As a writer, model, and ace activist, Yasmin has been using her platform to advocate for better asexual media representation. She created the #ThisIsWhatAnAsexualLooksLike hashtag and co-founded International Asexuality Day.

She radiates confidence and comfort in her own body in a powerful way. As a Black asexual and aromantic woman, she also brings attention to the intersection of race, gender, and queerness that is too often under-represented.

David Jay

Photograph of David Jay, the founder of the Asexual Visibility and Education Network

As the founder of the Asexual Visibility and Education Network (AVEN), David makes space for more asexual people to meet, connect, and defy stereotypes.

He advocates for more open and honest public dialogue about ace experiences. For example, in his own experience, ace people can have deep emotional needs where they crave touch and intimacy, but not sex. He happily talks about his own family, which includes a three-parent household with his partners and daughter.

Michaela Coel

Photograph of Michaela Coel, one of the asexual and aromantic celebrities listed in the article, wearing a black dress posing in front of purple background

This aromantic British writer and actor is best known for her roles in Chewing Gum, Black Mirror, and Black Earth Rising.

Michaela rarely shares details about her private life with the media, but in a 2014 interview, she shared, “I googled aromanticism and I very much felt like, ‘Oh, that’s me.’” She continued, “I am OK being by myself.
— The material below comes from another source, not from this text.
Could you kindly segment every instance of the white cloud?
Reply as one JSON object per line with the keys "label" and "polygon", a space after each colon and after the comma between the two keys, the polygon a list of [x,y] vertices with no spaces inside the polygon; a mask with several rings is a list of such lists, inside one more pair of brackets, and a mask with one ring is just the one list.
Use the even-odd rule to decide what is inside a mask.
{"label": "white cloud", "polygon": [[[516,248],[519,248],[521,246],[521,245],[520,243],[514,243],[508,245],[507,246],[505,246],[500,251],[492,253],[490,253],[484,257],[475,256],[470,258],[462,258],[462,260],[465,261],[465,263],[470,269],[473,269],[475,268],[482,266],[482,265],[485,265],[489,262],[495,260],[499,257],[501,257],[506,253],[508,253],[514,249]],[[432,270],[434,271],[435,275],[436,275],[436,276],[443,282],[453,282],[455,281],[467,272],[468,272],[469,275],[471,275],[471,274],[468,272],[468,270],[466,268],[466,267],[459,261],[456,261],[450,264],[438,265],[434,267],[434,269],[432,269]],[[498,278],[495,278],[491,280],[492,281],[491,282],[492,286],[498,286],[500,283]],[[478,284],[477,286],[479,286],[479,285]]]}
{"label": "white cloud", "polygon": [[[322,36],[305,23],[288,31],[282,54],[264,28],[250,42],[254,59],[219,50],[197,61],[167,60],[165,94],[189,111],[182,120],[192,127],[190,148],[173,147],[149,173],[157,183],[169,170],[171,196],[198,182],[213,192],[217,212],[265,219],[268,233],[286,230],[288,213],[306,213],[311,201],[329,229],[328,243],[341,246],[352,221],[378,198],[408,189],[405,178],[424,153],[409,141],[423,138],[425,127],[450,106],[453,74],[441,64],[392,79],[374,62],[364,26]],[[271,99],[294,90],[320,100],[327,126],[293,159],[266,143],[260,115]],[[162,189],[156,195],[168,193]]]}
I like having intimate relationships but I don’t want to change people or want to be changed by anyone.”

Tim Gunn

Photograph of Tim Gunn standing in a suit in front of a purple background

The Project Runway fashion icon came out as asexual in a 2010 interview with People Magazine sharing, “For a long time, I didn’t know what I was. I knew what I wasn’t: I wasn’t interested in boys, and I really wasn’t interested in girls.”
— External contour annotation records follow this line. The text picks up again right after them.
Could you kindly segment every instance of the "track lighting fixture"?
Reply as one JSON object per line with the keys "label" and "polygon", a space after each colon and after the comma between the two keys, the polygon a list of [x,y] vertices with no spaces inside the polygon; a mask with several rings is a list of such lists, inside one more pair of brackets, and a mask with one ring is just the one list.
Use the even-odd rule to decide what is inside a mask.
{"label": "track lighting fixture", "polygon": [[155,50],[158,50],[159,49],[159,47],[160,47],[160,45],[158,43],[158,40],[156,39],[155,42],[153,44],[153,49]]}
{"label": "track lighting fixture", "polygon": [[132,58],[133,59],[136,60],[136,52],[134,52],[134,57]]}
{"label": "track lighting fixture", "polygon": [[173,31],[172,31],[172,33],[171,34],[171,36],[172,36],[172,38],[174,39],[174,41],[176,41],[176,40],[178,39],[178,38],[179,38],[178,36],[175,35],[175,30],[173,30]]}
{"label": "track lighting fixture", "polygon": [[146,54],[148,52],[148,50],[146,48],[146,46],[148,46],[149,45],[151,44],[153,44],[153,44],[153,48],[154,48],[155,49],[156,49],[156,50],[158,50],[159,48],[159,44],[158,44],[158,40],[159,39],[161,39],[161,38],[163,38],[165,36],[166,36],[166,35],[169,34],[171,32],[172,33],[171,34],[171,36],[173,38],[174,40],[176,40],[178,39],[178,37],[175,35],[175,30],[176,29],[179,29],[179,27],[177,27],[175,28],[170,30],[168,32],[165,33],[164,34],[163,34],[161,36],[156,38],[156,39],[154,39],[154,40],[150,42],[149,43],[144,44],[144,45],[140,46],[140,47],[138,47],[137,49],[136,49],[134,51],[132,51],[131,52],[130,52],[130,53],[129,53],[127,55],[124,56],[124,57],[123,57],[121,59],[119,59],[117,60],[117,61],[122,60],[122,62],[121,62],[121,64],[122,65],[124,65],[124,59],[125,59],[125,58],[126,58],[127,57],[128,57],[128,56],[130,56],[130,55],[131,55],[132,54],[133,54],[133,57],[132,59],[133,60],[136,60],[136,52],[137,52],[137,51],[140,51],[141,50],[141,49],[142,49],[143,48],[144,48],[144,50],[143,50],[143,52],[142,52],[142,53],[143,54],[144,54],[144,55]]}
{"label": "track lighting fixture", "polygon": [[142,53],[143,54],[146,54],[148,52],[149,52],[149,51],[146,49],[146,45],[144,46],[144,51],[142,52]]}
He talks about his previous long-term relationships in his autobiography and how he came to identify with the asexual label.

Janeane Garofalo

Photo of Janeane Garofalo, one of the asexual celebrities listed in the article, holding a microphone against a purple background

Comedian Janeane Garofalo describes her asexuality as having “a genuine lack of interest” in sex rather than a fear of intimacy.

She’s comfortably spoken about the range of asexuality and the distinction between finding someone attractive versus experiencing romantic or sexual attraction.

Cody Daigle-Orians

Photo of man with glasses wearing purple, white, gray and black ace scarf

As someone who identifies as ace, aromantic, and queer, Cody is the founder of Ace Dad Advice. He offers digital workshops where he discusses things like self-confidence, communicating with partners in relationships, negotiating intimacy, and exploring asexual labels like ace and aro.

He also has a YouTube channel that offers advice for people explaining their asexuality, and he curated a book called Being Ace: An Anthology of Queer, Trans, Femme, and Disabled Stories of Asexual Love and Connection.

Angela Chen

Photo of ace author Angela Chen wearing glasses and lipstick

This incredible asexual author of ACE: What Asexuality Reveals About Desire, Society, and the Meaning of Sex writes about her own experience discovering her asexual identity.

Chen combines research and personal accounts to explain attraction and offer a better understanding of what it means to be asexual.

These are just some of the asexual and aromantic celebrities paving the way for better understanding and more diversity in how ace identities are represented in the media. Their impactful stories are helping break down expectations and misunderstandings about asexuality.